The thyroid connection is more straightforward. Studies have shown that ashwagandha can raise levels of both T3 and T4 thyroid hormones, likely through its effects on the stress response. This is relevant for people with underactive thyroid conditions, but it also means ashwagandha could push thyroid levels too high in people already taking thyroid medication or those with overactive thyroid. If you’re on thyroid treatment, this is a supplement to discuss with your prescriber before starting.
Dosage and What to Look For
Clinical trials have used doses ranging from 120 mg to 1,250 mg per day of ashwagandha extract, but the NIH’s Office of Dietary Supplements notes that benefits tend to be greater at 500 to 600 mg daily. The most commonly studied protocol is 300 mg taken twice a day.

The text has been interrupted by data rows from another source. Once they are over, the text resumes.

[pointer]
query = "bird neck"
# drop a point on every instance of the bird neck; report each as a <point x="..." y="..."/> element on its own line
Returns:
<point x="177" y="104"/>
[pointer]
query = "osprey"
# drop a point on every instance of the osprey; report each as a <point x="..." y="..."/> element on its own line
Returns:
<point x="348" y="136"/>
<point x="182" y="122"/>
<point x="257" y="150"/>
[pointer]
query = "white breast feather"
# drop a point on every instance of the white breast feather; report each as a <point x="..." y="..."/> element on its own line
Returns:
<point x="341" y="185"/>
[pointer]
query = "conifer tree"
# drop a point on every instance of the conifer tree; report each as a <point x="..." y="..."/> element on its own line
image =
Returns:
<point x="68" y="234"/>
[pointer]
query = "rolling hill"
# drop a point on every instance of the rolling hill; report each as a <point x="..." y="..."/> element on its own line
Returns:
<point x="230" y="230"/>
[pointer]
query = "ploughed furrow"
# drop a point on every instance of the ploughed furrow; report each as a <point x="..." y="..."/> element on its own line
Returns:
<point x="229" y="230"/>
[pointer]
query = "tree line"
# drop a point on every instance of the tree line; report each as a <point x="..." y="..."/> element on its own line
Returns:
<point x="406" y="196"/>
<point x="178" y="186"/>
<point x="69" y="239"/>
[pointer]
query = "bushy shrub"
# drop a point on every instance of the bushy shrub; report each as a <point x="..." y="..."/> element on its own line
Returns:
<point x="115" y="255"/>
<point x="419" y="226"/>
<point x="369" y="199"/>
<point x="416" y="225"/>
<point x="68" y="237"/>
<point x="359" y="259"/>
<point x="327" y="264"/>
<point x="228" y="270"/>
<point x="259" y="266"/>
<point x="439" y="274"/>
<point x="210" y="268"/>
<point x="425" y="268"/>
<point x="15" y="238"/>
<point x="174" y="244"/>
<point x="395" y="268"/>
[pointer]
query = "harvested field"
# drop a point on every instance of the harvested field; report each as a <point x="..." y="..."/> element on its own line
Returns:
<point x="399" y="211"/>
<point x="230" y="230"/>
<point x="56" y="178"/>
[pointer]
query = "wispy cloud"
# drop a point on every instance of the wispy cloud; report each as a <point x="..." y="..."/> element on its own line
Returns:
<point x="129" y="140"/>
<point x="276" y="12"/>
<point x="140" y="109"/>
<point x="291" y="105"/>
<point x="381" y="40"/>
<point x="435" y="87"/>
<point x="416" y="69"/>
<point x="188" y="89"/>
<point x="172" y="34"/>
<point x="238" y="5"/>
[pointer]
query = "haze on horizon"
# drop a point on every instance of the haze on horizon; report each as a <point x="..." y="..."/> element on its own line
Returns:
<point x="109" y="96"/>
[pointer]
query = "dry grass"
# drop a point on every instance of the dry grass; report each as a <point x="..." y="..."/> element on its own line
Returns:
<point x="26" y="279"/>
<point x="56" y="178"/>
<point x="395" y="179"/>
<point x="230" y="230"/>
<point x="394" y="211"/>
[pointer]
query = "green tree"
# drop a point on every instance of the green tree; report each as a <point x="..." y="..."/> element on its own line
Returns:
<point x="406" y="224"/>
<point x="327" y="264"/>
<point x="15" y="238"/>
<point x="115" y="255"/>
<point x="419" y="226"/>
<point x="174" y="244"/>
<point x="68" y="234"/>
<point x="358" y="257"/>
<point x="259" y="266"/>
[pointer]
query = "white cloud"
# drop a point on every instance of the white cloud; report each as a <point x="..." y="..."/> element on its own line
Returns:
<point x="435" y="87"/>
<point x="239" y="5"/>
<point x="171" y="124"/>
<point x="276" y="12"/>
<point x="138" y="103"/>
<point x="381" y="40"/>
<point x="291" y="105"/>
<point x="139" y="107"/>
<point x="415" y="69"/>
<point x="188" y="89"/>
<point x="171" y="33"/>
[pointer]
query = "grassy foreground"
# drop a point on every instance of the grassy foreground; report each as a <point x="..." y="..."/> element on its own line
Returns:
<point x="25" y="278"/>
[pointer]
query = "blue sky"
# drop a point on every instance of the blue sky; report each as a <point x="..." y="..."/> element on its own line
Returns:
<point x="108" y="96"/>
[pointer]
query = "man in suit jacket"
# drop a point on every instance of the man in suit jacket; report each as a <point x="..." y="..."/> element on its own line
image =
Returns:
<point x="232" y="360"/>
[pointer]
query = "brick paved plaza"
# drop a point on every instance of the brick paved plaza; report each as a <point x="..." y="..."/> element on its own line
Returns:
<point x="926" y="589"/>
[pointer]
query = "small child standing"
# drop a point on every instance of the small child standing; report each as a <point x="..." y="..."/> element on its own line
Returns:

Not all ashwagandha products are equivalent. The active compounds, called withanolides, vary widely between preparations. Clinical studies have used extracts standardized anywhere from 1.5% to over 5% withanolides. The 5% standardization is the one referenced in the international anxiety treatment recommendation, so it’s a reasonable benchmark when comparing products. Most effects in the research took six to eight weeks to fully develop, so this isn’t a supplement that works overnight.
Safety Concerns and Side Effects
Ashwagandha is generally well tolerated, but it’s not without risks. The most common side effects are gastrointestinal: nausea, stomach pain, and diarrhea, sometimes with sudden onset. Australia’s Therapeutic Goods Administration issued a safety alert after receiving 12 reports of liver problems in people taking ashwagandha products. Of those, four cases involved ashwagandha as the sole likely cause. Liver injury from ashwagandha is very rare, but it can be severe.
Warning signs of liver trouble include yellowing of the skin or eyes, dark urine, unusual tiredness, and loss of appetite. If you have a history of liver problems, ashwagandha is best avoided entirely. The risk drops significantly if you recognize symptoms early and stop taking the supplement promptly.
Because ashwagandha actively influences thyroid hormones, cortisol, and possibly testosterone, it can interact with medications that target those same systems. People taking immunosuppressants, thyroid drugs, or diabetes medications should be particularly cautious about adding it to their routine.